The University of Edinburgh has seen its donations slump by almost £2 million after it “cancelled” the philosopher David Hume over his slavery links.
The institution said that 24 donations and 12 legacies had been “cancelled, amended or withdrawn” in response to the September 2020 renaming of a prominent campus building dedicated to its former student, one of the leading figures of the Scottish enlightenment.
While he argued against the institution of slavery, Hume was condemned by student activists largely for a footnote in a 1758 essay in which he said he was “apt to suspect the negroes to be naturally inferior to the whites”.
The David Hume Tower was rechristened 40 George Square with the university claiming that while Hume’s opinions were “not uncommon” when he wrote them more than 250 years ago, they “rightly cause distress today”.

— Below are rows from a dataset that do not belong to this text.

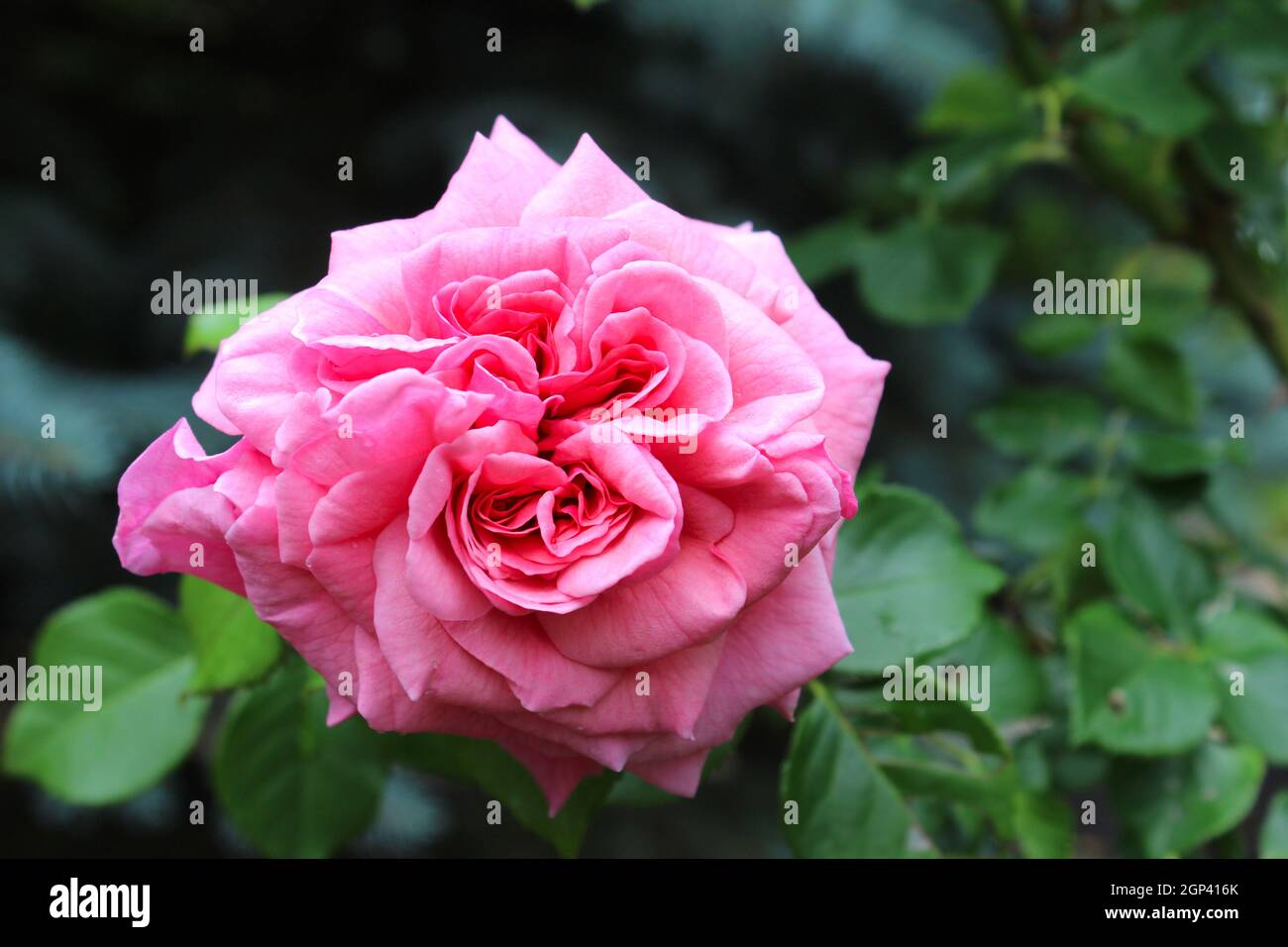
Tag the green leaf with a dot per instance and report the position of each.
(1274, 831)
(825, 250)
(1046, 424)
(501, 777)
(1145, 80)
(1131, 696)
(209, 328)
(905, 579)
(880, 706)
(1050, 334)
(974, 167)
(1043, 825)
(1173, 287)
(845, 806)
(921, 779)
(1033, 510)
(146, 723)
(233, 646)
(291, 785)
(1151, 376)
(1250, 643)
(922, 273)
(1164, 455)
(1150, 567)
(1017, 684)
(977, 101)
(1175, 805)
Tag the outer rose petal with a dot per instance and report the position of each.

While it refused to say how much money had been withdrawn by donors directly due to the renaming row, overall donations to the university fell from £23.2 million in 2020-21, to £21.3 million the following year.
A small number of those to cancel donations also cited the treatment of the academic Neil Thin, who was investigated and later acquitted after wrongly being accused by students of expressing racist and other “problematic” views.
Dr Thin, a senior lecturer, was a vocal critic of the campaign to rename the tower.
Pam Gosul, the Scottish Tory spokesman for higher education, said: “The reduction in donations will offer university bosses the chance to reflect on decisions they have taken.”